INTERNATIONAL ELECTION INTERVENTION: While @TIME focused on efforts by MANAFORT & DERIPASKA to advance pro-Russian interests in Montenegro, the duo also waded into other countries’ elections. This memo reveals that they backed a political party in CYPRUS. https://t.co/ryHxwaB9j5 pic.twitter.com/L7GaQP0fvL
— Kenneth P. Vogel (@kenvogel) January 3, 2019
Bottom line, Manafort was very much in debt. He had to figure out a way to get out of it. So, sell out the United States, why not? TIME Magazine:
When the U.S. government put out its latest sanctions list on Dec. 19, the man named at the top did not seem especially important. Described in the document as a former Russian intelligence officer, he was accused of handling money and negotiations on behalf of a powerful Russian oligarch. The document did not mention that the man, Victor Boyarkin, had links to the 2016 campaign of President Donald Trump.
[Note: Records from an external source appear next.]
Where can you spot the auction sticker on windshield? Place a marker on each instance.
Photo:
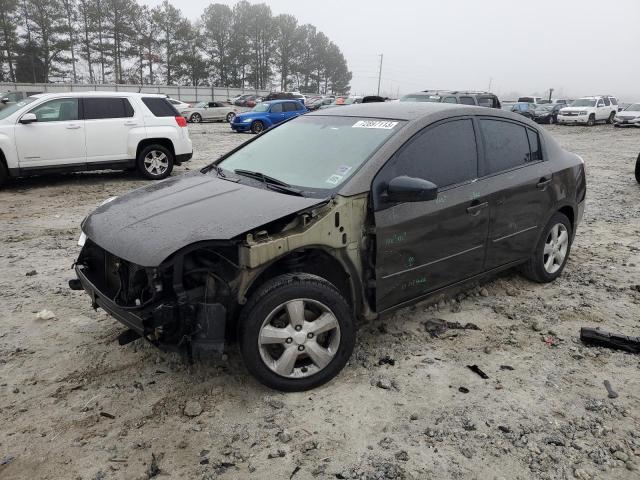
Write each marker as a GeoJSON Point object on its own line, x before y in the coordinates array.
{"type": "Point", "coordinates": [375, 124]}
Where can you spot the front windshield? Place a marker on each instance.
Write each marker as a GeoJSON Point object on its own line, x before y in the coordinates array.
{"type": "Point", "coordinates": [313, 152]}
{"type": "Point", "coordinates": [420, 98]}
{"type": "Point", "coordinates": [5, 112]}
{"type": "Point", "coordinates": [261, 107]}
{"type": "Point", "coordinates": [584, 102]}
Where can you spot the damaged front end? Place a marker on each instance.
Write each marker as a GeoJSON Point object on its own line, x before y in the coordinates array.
{"type": "Point", "coordinates": [182, 304]}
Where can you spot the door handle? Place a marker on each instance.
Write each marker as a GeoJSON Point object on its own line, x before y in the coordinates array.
{"type": "Point", "coordinates": [475, 209]}
{"type": "Point", "coordinates": [542, 184]}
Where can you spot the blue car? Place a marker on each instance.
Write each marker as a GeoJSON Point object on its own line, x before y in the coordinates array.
{"type": "Point", "coordinates": [266, 115]}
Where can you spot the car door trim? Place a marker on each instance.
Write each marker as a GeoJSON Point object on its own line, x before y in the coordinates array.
{"type": "Point", "coordinates": [433, 262]}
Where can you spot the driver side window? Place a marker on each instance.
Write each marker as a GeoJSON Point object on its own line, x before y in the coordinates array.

A months-long investigation by TIME, however, found that Boyarkin, a former arms dealer with a high forehead and a very low profile, was a key link between a senior member of the Trump campaign and a powerful ally of Russian President Vladimir Putin.
In his only interview with the media about those connections, Boyarkin told TIME this fall that he was in touch with Trump’s then-campaign chairman, Paul Manafort, in the heat of the presidential race on behalf of the Russian oligarch. “He owed us a lot of money,” Boyarkin says. “And he was offering ways to pay it back.”
Victor Boyarkin is an interesting character.
The outlines of Boyarkin’s career suggest a life spent at the intersection of Russian espionage, diplomacy and the arms trade. Having served at the Russian embassies in the U.S. and Mexico in the 1990s, dealing primarily in military affairs, he says he turned his focus to the arms trade in the early 2000s. His specialty was the export of small and medium-sized warships and other naval vessels that were produced in Soviet-era shipyards across Russia.
Read the entire article and it will begin to make sense to you why Donald Trump panders so much not only to Vladimir Putin, but to the other mega-buyer of arms in the world, Mohammad bin Salman. It’s all about debt and not being able to handle money. Donald Trump and Paul Manafort are birds of a feather — ostrich, perhaps.